La science a remplacé la foi dans le traitement de l’angoisse : on attend d’elle l’immortalité et une réponse au besoin de sens. Or elle ne peut répondre à ces besoins. « Le tragique de la destinée humaine ne vient-il pas de ce que l’homme comprend qu’il en connaît assez pour savoir qu’il ne connaît rien de sa destinée, et qu’il n’en connaîtra jamais suffisamment pour savoir s’il y a autre chose à connaître. »
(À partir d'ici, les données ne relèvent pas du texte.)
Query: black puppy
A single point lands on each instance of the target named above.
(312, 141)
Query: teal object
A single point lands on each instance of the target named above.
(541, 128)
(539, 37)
Attirance de certains chrétiens pour le marxisme, lorsqu’ils réalisent que l’Eglise n’a jamais rien fait pour renverser les dominances (elle les a souvent soutenues), rejetant toute justice dans l’autre monde (à se demander pourquoi le Christ s’est incarné). Les chrétiens orthodoxes leur répondent que le marxisme est une idéologie dangereuse, conduisant au stalinisme, comme si le christianisme n’avait jamais connu de mortelles dérives. Les chrétiens marxistes font une sorte de synthèse entre le signifiant fourni par Marx (la syntaxe, la structure, élaborée en fonction de son époque) et le signifié laissé par le Christ (dans un signifiant qui ne correspond plus à notre époque). Coïncidence difficile « car le signifié que nous croyons découvrir aujourd’hui dans le message du Christ, est celui que nos connaissances actuelles du signifiant nous permettent de comprendre. Cependant, le phénomène le plus troublant, c’est que cet imaginaire incarné, qui en conséquence ne peut être autre chose que ce que nous sommes, puisse contenir un invariant suffisamment essentiel pour, toujours et partout, guérir l’angoisse congénitale de l’homme. »
Et puis encore
Synthèse retraçant sous forme métaphorique et poétique l’histoire de l’évolution et les thèses de Laborit.